Die Outtakes (14): Wanderer aus Norwegen, Kommunisten aus Schweden und Miesepeter aus dem Reich der Tiere
# metoo
Das Thema „Jakobsweg“ scheint seit Hape Kerkelings „Ich bin dann mal weg“ (2006) immer weiterzugehen. Comiczeichner Jason liefert jetzt mit „Ein Norweger auf dem Jakobsweg“ seine Version dieser Mischung aus Wandern, Selbstfinden und Fasten, und die unterscheidet sich von den ganzen anderen Jakobswandereien erstaunlich wenig.

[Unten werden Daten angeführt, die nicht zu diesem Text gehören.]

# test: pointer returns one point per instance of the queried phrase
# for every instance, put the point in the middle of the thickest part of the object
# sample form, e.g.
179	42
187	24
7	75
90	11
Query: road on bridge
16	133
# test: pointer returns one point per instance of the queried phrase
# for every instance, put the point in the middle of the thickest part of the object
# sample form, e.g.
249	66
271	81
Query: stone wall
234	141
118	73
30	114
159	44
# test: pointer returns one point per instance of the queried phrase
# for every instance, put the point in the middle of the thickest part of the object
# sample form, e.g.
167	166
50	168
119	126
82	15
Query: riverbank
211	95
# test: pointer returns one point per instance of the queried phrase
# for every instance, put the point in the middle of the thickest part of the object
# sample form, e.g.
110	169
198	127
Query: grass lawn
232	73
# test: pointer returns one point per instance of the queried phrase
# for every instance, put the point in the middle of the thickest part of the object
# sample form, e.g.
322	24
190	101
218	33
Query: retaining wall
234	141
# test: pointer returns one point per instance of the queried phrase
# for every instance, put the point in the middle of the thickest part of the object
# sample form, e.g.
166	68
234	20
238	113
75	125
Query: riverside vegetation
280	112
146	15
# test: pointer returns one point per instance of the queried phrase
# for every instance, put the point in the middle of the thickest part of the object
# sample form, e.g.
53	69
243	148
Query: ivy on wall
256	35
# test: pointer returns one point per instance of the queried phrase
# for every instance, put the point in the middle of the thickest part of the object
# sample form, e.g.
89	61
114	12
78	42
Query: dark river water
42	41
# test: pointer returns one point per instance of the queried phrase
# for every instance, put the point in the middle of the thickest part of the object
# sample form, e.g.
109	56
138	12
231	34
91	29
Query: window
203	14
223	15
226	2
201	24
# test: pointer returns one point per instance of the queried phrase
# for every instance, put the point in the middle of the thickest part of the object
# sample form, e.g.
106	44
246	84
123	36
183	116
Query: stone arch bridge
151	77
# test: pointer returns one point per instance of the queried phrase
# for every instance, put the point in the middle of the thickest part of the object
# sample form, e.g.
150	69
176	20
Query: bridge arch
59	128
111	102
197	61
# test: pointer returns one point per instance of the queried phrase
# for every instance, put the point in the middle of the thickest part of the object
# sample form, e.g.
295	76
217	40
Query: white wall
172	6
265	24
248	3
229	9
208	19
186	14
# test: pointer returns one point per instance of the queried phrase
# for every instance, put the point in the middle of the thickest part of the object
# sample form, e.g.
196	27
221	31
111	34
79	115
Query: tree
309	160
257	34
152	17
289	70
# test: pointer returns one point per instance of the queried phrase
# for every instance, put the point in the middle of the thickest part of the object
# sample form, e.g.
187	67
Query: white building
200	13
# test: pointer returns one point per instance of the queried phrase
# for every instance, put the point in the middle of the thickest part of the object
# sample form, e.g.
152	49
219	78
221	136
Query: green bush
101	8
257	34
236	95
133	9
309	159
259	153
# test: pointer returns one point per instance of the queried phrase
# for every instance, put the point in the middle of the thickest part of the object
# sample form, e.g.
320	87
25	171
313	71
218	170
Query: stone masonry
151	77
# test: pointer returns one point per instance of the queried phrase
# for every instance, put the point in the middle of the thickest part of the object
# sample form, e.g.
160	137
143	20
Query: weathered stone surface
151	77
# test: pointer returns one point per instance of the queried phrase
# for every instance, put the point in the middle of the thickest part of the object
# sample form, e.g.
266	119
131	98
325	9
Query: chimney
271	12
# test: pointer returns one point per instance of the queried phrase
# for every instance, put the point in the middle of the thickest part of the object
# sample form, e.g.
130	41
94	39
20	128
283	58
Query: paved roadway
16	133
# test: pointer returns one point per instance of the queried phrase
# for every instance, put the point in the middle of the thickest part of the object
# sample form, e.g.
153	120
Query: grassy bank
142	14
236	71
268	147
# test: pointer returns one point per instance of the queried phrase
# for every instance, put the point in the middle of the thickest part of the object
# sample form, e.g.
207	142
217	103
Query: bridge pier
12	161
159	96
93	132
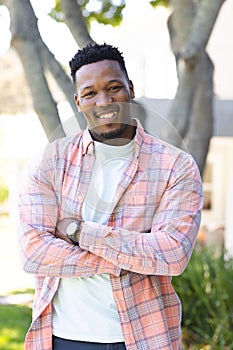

Man muss sich jeden Morgen den Weg erst suchen, weil er so gut/schlecht beschildert scheint wie viele andere Wanderwege. Man begegnet auf den Etappen immer denselben Leuten, nämlich denen, die etwa im selben Tempo unterwegs sind. Und den Langsameren, die man ein-/überholt. Die Dialoge ähneln und wiederholen sich und obwohl Jason das mild-ironisch thematisiert, wird es allein dadurch noch nicht komischer. Und durch den trockenen, schwarz-weißen Stil kommt auch die möglicherweise hübsche Landschaft nicht recht zur Geltung. Aber wer weiß, wenn man das alles selbst mitgemacht und dreizehn andere Bücher dazu gelesen hat, dann wälzt man sich vielleicht am Boden und japst: „Irre! Genauso isses!“
Bepoppte Eigenheime
Schweden in den 70ern. Ulrik und Siv sind verliebt. Siv hat zwei Kinder und steckt noch in einer faden Ehe. Ulrik ist überzeugter Betonkommunist. Kann das gutgehen? Ich will's nicht verraten, aber ich vermute: Je älter Sie sind, desto eher liegen Sie richtig. Was ich sagen kann: Das betrübliche Szenario von Anneli Furmarks „Roter Winter“ ist präzise beobachtet. Die bürgerliche Fassade, die kommunistische Fassade, nichts davon gibt Halt oder Hoffnung. Und Siv grübelt recht treffend über die schwedische Kleinhäuschenlandschaft, dass es womöglich „nur eine Sache gibt“ die das Ganze „am Laufen hält: Dass die Paare darin miteinander schlafen. ... Wenn sie damit aufhören, stehen die Häuser zum Verkauf. An ein Paar, das noch miteinander schläft.“ Bei allem gekonnten Trübsinn hat mich die Geschichte dann zum Schluss doch noch gekriegt. Warum dann Outtake? Vor allem, weil ich mir ein bisschen mehr Erkenntnis für heute erhofft hatte. Scheinheilige politische Sturköpfe in einer wunderlichen Gesellschaft hat die Realität ja ausreichend zu bieten.
Zuckerlieb
Es gibt was Neues von Josephine Mark, der „Trip mit Tropf“erin. Also, teilweise, weil sie den „Bärbeiß“ nur gezeichnet hat, der Text stammt von Jutta Bauer und Annette Pehnt. Die Geschichten sind relativ simpel: In einem asterixniedlich geratenen Dorf leben lauter nette Tiere und das harmoniesüchtige Tingeli. Dann zieht der Bärbeiß ein, in Miesepeter, der alle anraunzt und am liebsten daheim bleibt. Das Tingeli nimmt sich seiner an, und knackt natürlich die harte Schale. Klingt nett, ist aber nicht umwerfend: Schuld ist ein Konstruktionsfehler. Während nämlich das Tingeli so schön unerträglich zuckerlieb ist, weil es Streit nicht erträgt, ist der Titelheld bärbeißig, weil… hm, einfach so. Anders als bei „Trip mit Tropf“ bilden beide keine Zwangsgemeinschaft, sondern könnten die Bemühungen genauso gut einstellen, grade der Bärbeiß käme damit gut klar. Aber: Ist das Kindern wichtig? Da entscheiden vermutlich eher Optik und Lacher, bei beiden kann „Der Bärbeiß“ ordentlich punkten.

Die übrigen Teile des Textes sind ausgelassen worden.